School overcrowding in the Fraser Heights area north of Highway 1 was the most acute concern for families in Surrey-Guildford. The rapid construction of single-family homes and townhouse developments had attracted young families at a rate that far exceeded classroom construction, with schools operating well over capacity and students learning in portable classrooms that cost the district millions annually to maintain. The NDP's 2017 promise to eliminate portables across Surrey remained unfulfilled, and the Surrey School District's annual expenditure of over $10.7 million on 361 portables was a persistent point of criticism. Hans argued that a Liberal government would accelerate school construction through streamlined capital approval processes, while Begg pointed to NDP investments in new schools and seismic upgrades, including the Salish Secondary School in nearby Clayton Heights, which was built to relieve pressure on Lord Tweedsmuir Secondary and its eighteen portables.
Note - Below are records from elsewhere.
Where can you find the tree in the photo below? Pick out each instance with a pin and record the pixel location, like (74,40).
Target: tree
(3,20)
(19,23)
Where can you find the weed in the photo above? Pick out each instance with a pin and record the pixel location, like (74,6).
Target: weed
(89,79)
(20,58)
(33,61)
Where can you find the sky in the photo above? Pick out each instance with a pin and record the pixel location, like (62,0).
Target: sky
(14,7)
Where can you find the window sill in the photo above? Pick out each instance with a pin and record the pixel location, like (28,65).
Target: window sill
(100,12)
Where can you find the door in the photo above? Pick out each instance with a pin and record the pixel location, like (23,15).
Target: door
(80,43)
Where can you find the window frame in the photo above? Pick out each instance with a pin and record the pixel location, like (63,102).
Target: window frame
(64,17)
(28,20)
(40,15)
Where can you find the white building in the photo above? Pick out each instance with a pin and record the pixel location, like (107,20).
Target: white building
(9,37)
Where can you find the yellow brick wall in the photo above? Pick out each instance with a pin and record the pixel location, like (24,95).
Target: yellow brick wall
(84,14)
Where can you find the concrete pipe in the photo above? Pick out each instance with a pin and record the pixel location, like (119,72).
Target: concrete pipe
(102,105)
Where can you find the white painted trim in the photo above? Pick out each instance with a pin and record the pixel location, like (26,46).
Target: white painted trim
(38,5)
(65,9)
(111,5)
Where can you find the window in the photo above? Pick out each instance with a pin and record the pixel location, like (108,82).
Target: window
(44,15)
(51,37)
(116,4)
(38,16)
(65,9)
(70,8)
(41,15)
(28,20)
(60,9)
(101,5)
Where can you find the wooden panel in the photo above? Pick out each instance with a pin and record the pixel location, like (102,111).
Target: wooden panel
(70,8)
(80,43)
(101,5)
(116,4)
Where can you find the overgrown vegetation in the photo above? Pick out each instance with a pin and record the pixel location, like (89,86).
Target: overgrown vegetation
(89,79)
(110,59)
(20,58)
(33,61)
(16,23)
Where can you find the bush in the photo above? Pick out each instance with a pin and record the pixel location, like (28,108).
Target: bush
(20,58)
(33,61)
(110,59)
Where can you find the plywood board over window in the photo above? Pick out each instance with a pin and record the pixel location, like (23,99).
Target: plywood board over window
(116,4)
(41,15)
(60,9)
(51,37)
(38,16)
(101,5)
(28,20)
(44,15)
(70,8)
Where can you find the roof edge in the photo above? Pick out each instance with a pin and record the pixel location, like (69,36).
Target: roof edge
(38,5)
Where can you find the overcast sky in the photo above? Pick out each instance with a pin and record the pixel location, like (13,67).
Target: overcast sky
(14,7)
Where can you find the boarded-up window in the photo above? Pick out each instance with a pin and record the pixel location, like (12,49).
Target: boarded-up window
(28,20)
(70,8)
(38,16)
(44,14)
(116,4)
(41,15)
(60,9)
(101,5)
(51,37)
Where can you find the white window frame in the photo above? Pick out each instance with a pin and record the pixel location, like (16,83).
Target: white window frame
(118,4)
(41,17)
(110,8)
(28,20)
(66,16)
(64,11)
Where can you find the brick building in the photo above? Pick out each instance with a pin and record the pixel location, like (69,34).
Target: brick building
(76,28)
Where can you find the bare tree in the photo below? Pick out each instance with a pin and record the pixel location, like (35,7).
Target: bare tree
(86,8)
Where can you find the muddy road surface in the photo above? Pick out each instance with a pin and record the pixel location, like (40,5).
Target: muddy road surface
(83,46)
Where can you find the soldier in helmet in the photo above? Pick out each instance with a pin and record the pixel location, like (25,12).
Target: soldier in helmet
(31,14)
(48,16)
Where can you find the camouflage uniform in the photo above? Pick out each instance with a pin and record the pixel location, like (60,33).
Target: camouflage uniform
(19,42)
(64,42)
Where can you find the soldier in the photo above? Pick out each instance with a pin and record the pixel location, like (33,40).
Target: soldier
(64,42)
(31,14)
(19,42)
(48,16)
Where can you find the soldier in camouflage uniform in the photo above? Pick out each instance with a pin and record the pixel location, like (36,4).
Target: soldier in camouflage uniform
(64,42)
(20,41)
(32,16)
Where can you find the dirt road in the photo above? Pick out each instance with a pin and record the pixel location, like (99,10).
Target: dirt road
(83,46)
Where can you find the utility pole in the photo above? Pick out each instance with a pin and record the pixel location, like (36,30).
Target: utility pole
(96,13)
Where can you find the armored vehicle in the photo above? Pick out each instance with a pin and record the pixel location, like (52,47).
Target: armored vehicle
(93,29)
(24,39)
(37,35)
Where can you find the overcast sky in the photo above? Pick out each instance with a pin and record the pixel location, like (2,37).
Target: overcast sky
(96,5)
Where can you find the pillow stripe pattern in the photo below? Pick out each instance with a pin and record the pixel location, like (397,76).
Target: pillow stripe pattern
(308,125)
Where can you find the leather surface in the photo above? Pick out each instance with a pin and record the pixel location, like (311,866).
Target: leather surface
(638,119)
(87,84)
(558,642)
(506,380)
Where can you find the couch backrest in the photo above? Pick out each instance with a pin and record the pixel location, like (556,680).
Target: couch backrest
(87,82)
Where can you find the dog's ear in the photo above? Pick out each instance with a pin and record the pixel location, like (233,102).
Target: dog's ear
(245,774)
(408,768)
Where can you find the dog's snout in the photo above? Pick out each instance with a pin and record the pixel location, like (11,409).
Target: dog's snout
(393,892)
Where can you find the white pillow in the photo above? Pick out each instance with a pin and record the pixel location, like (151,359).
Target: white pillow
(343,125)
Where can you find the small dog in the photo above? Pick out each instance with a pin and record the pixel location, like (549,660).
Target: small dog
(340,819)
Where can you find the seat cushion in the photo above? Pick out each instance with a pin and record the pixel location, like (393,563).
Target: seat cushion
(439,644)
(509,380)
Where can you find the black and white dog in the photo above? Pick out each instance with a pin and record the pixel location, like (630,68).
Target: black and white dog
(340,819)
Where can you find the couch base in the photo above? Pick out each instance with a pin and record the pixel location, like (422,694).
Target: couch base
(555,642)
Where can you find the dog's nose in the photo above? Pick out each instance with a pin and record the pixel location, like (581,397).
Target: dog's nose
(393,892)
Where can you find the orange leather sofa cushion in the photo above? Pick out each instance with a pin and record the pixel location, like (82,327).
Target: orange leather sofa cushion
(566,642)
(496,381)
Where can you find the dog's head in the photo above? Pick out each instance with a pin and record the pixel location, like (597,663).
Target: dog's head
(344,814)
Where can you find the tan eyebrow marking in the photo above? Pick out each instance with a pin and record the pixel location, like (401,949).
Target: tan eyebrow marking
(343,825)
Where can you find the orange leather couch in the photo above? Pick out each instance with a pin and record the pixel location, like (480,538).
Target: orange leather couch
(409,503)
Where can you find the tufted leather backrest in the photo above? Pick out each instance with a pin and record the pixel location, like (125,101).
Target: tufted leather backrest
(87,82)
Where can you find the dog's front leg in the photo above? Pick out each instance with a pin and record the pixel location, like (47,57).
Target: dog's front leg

The policing transition debate that had consumed Surrey municipal politics since Mayor McCallum's October 2018 election carried directly into the provincial campaign. The NDP government had approved the transition from RCMP to the new Surrey Police Service in early 2020, but Guildford residents were divided on the change. Begg's thirty-eight-year career in the RCMP gave him a unique perspective, though he was careful to position the question as a municipal decision rather than a provincial one. Residents south of Highway 1 in the established Guildford neighbourhood reported ongoing concerns about property crime, auto theft, and drug-related activity near the mall, and questioned whether a new police service in its start-up phase would be able to maintain — let alone improve — the level of community policing they had come to expect from the RCMP detachment.

The pandemic's impact on immigrant families and community organizations in Surrey-Guildford highlighted gaps in the province's emergency response that cut along linguistic and cultural lines. Hans's involvement with Progressive Intercultural Community Services — and his role in securing funding for Diversity Village, a 125-bed culturally sensitive seniors' care facility — underscored the particular vulnerabilities facing South Asian seniors who could not access in-person cultural programming, religious services, or family visits during lockdown restrictions. Language barriers complicated access to public health information, as provincial COVID-19 directives were not always available in Punjabi, Hindi, or other languages spoken widely in the riding. Workers in the gig economy and precarious employment — a significant segment of the riding's working-age population — found that federal and provincial relief programs were designed around traditional payroll employment and did not adequately cover self-employed contractors, ride-share drivers, or informal workers.

The broader affordability crisis affecting Surrey weighed on Guildford residents, whose neighbourhood sat at the intersection of established suburban housing and new higher-density development. The NDP's Speculation and Vacancy Tax and changes to the Residential Tenancy Act had provided modest relief on the rental side, but rising property assessments and the cost of living in Metro Vancouver continued to squeeze families on fixed or moderate incomes. Seniors in the riding, many of whom had purchased homes decades earlier at a fraction of current values, faced difficult decisions about aging in place versus selling into a market that had priced their grandchildren out of the neighbourhood.